Birds do it, bees do it, even educated fleas do it,” wrote Cole Porter in his famous song in 1928. Of course, he was talking about falling in love (I wonder how the lyrics would have been written in a rap song today), but it made me think about gambling, and marijuana. That is, a blueprint for when marijuana is legalized.
Let’s face it. The cat’s out of the bag and any state’s efforts to really regulate or control gambling is, well, like trying to herd cats. That’s why Florida’s always-ongoing negotiations with Indian tribes about what they can do and can’t do, or whether new casinos can open up seems phony. That’s why the effort to stop a Panhandle tribe, the Poarch Band of Creek Indians, isn’t going to work. Florida argues that the tribe isn’t recognized by the US (I don’t have a clue why). So, the Indians say, they’re going to grow marijuana. The Indians are going to get the last word. Count on it.
Casinos and other separate nation permissions that old treaties gave them are the Indians’ much-deserved revenge. All those broken treaties, moving to reservations, uprooting them from their lands, deserve some reward. Winning in spades, of course, are those tribes who were moved to worthless land that later turned out to have precious minerals. But, again I digress.
The subject is gambling, which, even excluding the seven state Indian casinos, is everywhere. First, the state’s in it big time with the state lottery. So is almost every state. Then thereare a smattering of non-casino slots, horse racing, dog racing, resort gambling and jai alai. All nice sources of revenue for the state and the operators, not your average citizen or bar owner who might want to run their own little side show. There’s a lot of side betting, too. Private poker games ($10 limit on the pot by Florida law), sports betting pools, off-shore boat casinos, church bingo, and a hundred other “I’ll bet you’s.”
After all, as I noted, everyone’s doing it. One survey claims that 86 percent have gambled at least once in their lives and 46 percent gamble regularly, although 33 percent don’t at all. The latter probably doesn’t count private gambling. Seventeen percent gamble once or twice a week (doesn’t count the lottery). And, by the way, about six percent have problems with it. Yes, we’re committed to gambling. People want to do it and, most importantly, the state wants the revenue.
And, that’s the rub. Nearly all the states have some form of gambling and some that don’t are considering it. That means competition, and competition means that not every unit survives. Think Atlantic City. Gambling was the savior of this once very nice, but fading seaside resort. It’s a double loser now.
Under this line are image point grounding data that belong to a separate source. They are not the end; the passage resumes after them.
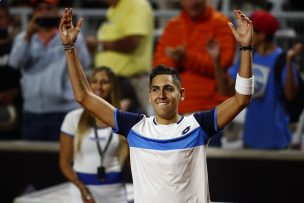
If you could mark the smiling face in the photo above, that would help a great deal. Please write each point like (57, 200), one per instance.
(101, 85)
(164, 95)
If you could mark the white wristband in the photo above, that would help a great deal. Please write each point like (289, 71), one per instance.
(244, 86)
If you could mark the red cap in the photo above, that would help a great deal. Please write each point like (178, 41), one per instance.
(35, 2)
(264, 22)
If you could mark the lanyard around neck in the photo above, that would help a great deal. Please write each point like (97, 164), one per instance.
(100, 151)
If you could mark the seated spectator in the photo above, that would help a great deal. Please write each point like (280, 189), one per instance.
(125, 41)
(46, 88)
(266, 121)
(87, 145)
(10, 97)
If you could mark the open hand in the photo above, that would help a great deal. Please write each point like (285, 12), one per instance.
(244, 31)
(69, 33)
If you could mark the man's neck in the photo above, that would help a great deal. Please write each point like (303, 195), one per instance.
(167, 121)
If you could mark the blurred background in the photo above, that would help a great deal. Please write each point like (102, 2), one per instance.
(236, 174)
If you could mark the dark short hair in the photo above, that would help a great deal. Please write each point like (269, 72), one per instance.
(165, 70)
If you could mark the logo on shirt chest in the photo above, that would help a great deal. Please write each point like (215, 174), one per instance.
(186, 130)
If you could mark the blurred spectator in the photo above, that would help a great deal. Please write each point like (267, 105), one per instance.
(46, 88)
(10, 98)
(124, 43)
(183, 46)
(165, 5)
(266, 121)
(128, 99)
(81, 133)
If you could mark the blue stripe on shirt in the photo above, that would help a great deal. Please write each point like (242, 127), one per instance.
(193, 139)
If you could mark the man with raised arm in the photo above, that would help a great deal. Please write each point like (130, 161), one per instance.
(168, 151)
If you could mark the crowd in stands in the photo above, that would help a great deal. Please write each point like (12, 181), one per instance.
(35, 91)
(37, 101)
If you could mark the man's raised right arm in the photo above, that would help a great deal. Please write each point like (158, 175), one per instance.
(82, 91)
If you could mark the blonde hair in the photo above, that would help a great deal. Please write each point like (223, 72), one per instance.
(86, 121)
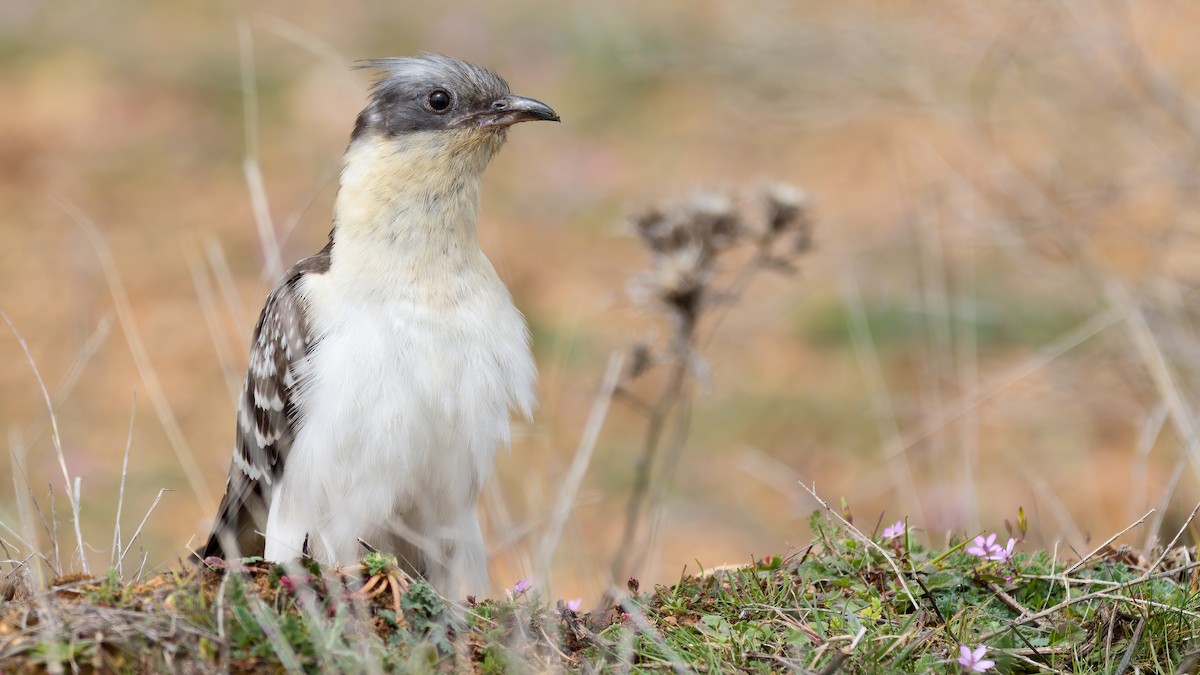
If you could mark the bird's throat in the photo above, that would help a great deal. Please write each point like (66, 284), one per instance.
(406, 213)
Gamblers don’t come and the waterside resort factor is no longer. Las Vegas is next. Once a mecca for gamblers, particularly after Cuba shut down in 1959, it is now losing ground to every other state. Gambling is a trillion-dollar industry and won’t fade in itself, but the competition is going to be fierce and promises all sorts of dilemmas.
One instance is the state of Pennsylvania (my home state), which gradually expanded gambling and quickly reaped the tax dividends that go to both the local communities and the state. The promised major reduction in property taxes never occurred. However, there’s trouble in paradise. Because of competition in other states and within the states, casino revenues are beginning to drop. That has led the industry to pressure the legislature (amply supplied with political funding) to consider protecting the industry.
Here are a few of the proposals: work with the gaming industry to prevent online gambling; continue to allow smoking in the casinos; ban casinos at resorts; allow new games previously prohibited; provide tax credits for those who reinvest; permit 24-hour alcohol sales; permit complimentary drinks. They’ll get their way.
That might be the future for Florida, too, except that 200,000 people move in annually. That will stimulate marijuana use, too. (Should we legalize prostitution?) So, for now, we’re the big guys on the block in spite of competition from Georgia and Alabama. And that means money. All the citizens love it and don’t care about the source. It means not having to pay a local or state income tax. Same for acceptance of snowbirds who crowd the restaurants and roads.
Yet, we still have problems. That’s the high insurance rates for wind and flood coverage. These threaten property values and ultimately the tourist industry big time. My proposal is to earmark all new gambling taxes, and taxes from all future expanded state- approved so-called “sin” activities, to cover those big insurance premiums.